Bar Seijo, en Canido

Bar Seijo, en Canido

Ofrecido por:

Ferrolterra

La suerte se detiene en Canido, en Ferrol: “Te llevas una alegría tremenda cuando sabes que tocó aquí”

El bar Seijo, abierto desde 1960, reparte cuatro décimos del segundo premio de la Lotería Nacional del jueves 23 de abril y vuelve a sembrar ilusión entre su clientela habitual

Te puede interesar: El dulce equilibrio de las confiterías de Ferrol: "Apostamos por la tradición sin dejar de adaptarnos a las tendencias"

Publicada

La fortuna volvió a llamar a la puerta de Canido y, como en otras ocasiones, lo hizo en un lugar de siempre. El bar Seijo, un establecimiento con décadas de historia a sus espaldas, repartió el pasado jueves 23 de abril cuatro décimos del segundo premio de la Lotería Nacional, dotados con 6.000 euros cada uno. En total, 24.000 euros que, en buena medida, se quedan en el barrio, entre clientes habituales que cruzan a diario la puerta del local.

El momento de descubrirlo fue tan cotidiano como inesperado. “Me enteré por la mañana, cuando miré la página de loterías y ya ponía que habíamos repartido el premio”, relata Emilio, el propietario, todavía con la satisfacción reciente. La noticia corrió rápido entre parroquianos y vecinos, convirtiendo una jornada cualquiera en un pequeño acontecimiento local.

Un bar con historia y buena estrella

“Te llevas una alegría tremenda”, reconoce el dueño. Y no solo por haber vendido los décimos premiados, sino por saber que la suerte cayó en gente cercana. “Al final es gente que conoces, que viene aquí todos los días o de vez en cuando, y saber que les tocan 6.000 euros… igual no es una fortuna, pero oye, ayuda mucho y hace ilusión”, explica. Para muchos, ese dinero supone un respiro en las cuentas y una anécdota que recordar toda la vida.

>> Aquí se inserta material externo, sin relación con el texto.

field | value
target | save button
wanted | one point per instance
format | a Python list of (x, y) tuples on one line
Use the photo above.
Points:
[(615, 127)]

El bar Seijo no es un recién llegado a estas historias. Abierto desde 1960, forma parte del paisaje cotidiano de Canido y ha sido testigo de generaciones enteras. En sus más de seis décadas de vida, no han sido pocas las veces que la suerte ha pasado por su mostrador. “No es la primera vez que damos premios importantes”, apunta el propietario. “En Navidad dimos el segundo y el quinto hace un par de años, y también han caído premios de Bonoloto, Primitiva y alguna Lotería Nacional de jueves”.

Esa continuidad ha hecho que muchos clientes compren sus décimos allí casi por tradición, confiando en esa especie de buena suerte que parece acompañar al local. “La gente ya viene con la broma de que aquí toca”, comenta entre risas. Y aunque insiste en que todo es cuestión de azar, reconoce que repartir premios siempre genera un ambiente especial.

Más que un premio, una historia compartida

Tras conocerse la noticia, el bar vivió más movimiento del habitual. Vecinos que se acercan a comentar la jugada, clientes que preguntan por los números o simplemente curiosos que quieren ver el lugar donde tocó. “Se nota más ambiente, la gente entra, pregunta, comenta… se crea un poco de revuelo”, señala.

Algunos de los agraciados ya han pasado por el local, aunque sin grandes celebraciones. “Vienen, te lo comentan, te dan las gracias… y poco más”, explica el dueño. Esa cercanía, precisamente, es una de las señas de identidad del Seijo: un bar donde cada premio tiene rostro conocido y cada historia se comparte casi como propia.

En Canido, mientras tanto, queda la sensación de que la suerte no siempre llega en grandes titulares, sino en pequeñas alegrías repartidas entre vecinos. Y que, a veces, basta con entrar a tomar un café para salir con algo más que la rutina: una historia que contar… y, quién sabe, un décimo premiado.